Similar Flavin, French artist Louise Bourgeois also employed an existing church as a setting to install her work. Since 1998, the Louise Bourgeois Church in Bonnieux, France, has housed a number of original sculptures by the French artist, each with varying religious undertones. Works include an erotic marble baptismal, a confessional with works in tapestry baring religious inscriptions, a sculpture of hands joined in prayer, a Christ in rags, and a statuary spider symbolizing a mother.

While churches have been captivating the creative minds of artists for centuries, they take proven equally inspiring environments for the work of modern architects. Throughout the mid 20th century, distinctive churches were erected around the globe, designed past the eras leading international architects. In 1950, Le Corbusier was commissioned to design a Roman Catholic chapel in Ronchamp, French republic. Notre Dame du Haut was completed in 1955, serving as 1 of the Franco-Swiss architect'due south about distinguished edifice likewise every bit a preeminent example of twentieth-century religious compages. Throughout the 1950s and 60s, Le Corbusier's cousin Pierre Jeanneret was living in Chandigarh, India, devoting his practice to a big civic architecture projection. In 1961, Jeanneret completed the Ghandhi Bhawan, a building designed to promote the study of Gandhian ideals; a less traditional example of a church building-similar structure, but a space erected for the sole purpose of forwarding the religious teachings of Gandhism.

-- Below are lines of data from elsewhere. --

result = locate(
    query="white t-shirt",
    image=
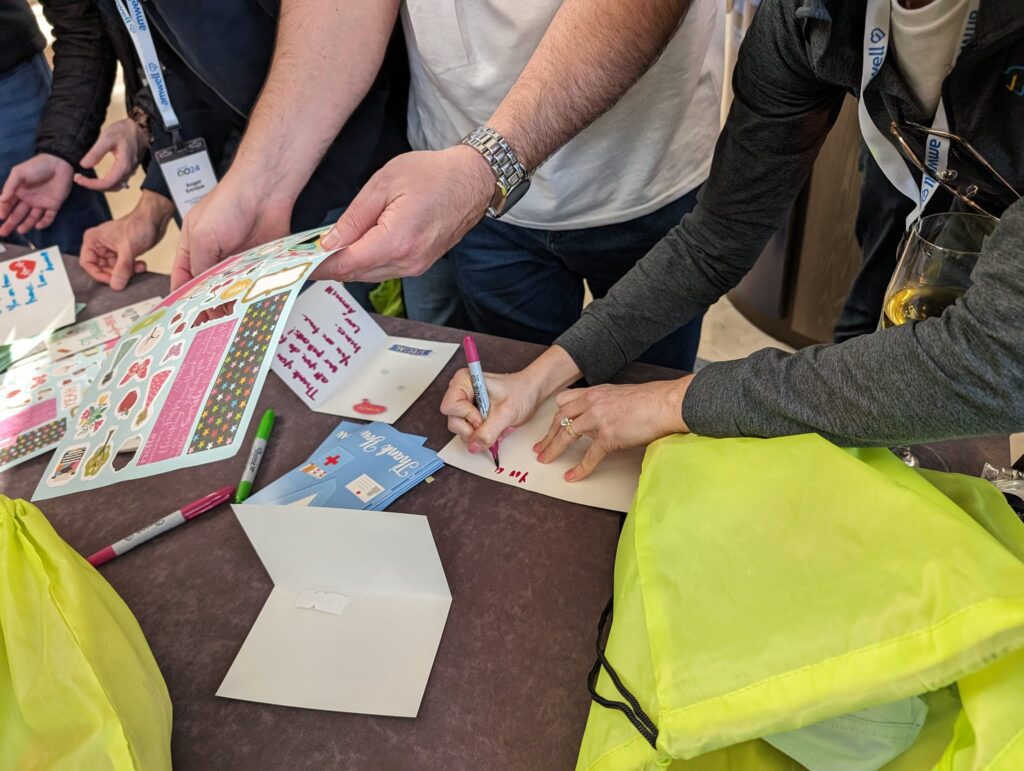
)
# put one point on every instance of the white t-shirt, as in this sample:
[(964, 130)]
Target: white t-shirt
[(650, 148), (925, 40)]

In 1955, Finnish architect Eero Saarinen designed a non-denominational chapel on the campus of MIT in Cambridge, Massachusetts; an intimate, cylindrical construction made of brick. Saarinen omitted windows from the building's pattern, except for a circular skylight, through which natural light filters down an atrium housing a metal sculpture by Harry Bertoia; a unproblematic oasis of mystic tranquility. In 1963, Chinese builder I.1000. Pei designed the Luce Memorial Chapel for the campus of Tunghai University in Taiwan as a sanctuary for the school's students and professors. The complex design made of reinforced concrete is covered in glazed diamond-shaped tiles, it's interior reflecting a similar geometric pattern, designed to house over 500 occupants. In 1970, Brazilian architect Oscar Niemeyer completed the Cathedral of Brasilia, a hyperboloid structure based on the geometry of 16 physical columns, serving both structural and esteemed ornamental ways.

 Tadao Ando, Church of the Light, 1989

Tadao Ando

Church building of the Low-cal, 1989

In the tardily 1980s, Japanese architect Tadao Ando created the Church of the Light, in Osaka, Japan. The chapel'south modernist, reinforced concrete design – a trademark cloth of Ando's – employs a single wall of iv disjoined panels to filter light through the structure's interior in the shape of a cross. Instances of notable architects designing buildings of worship have connected into the 21st century, prominent examples including Richard Meier's Jubilee Church building outside central Rome and Peter Zumthor's Bruder Klaus Field Chapel in Germany, completed in 2003 and 2007, respectively. The inherent connection between compages, fine art and religion is palpable, grounded in each system's intrinsic tie to religion, worship, individualistic teaching philosophies and, in a higher place all, beauty.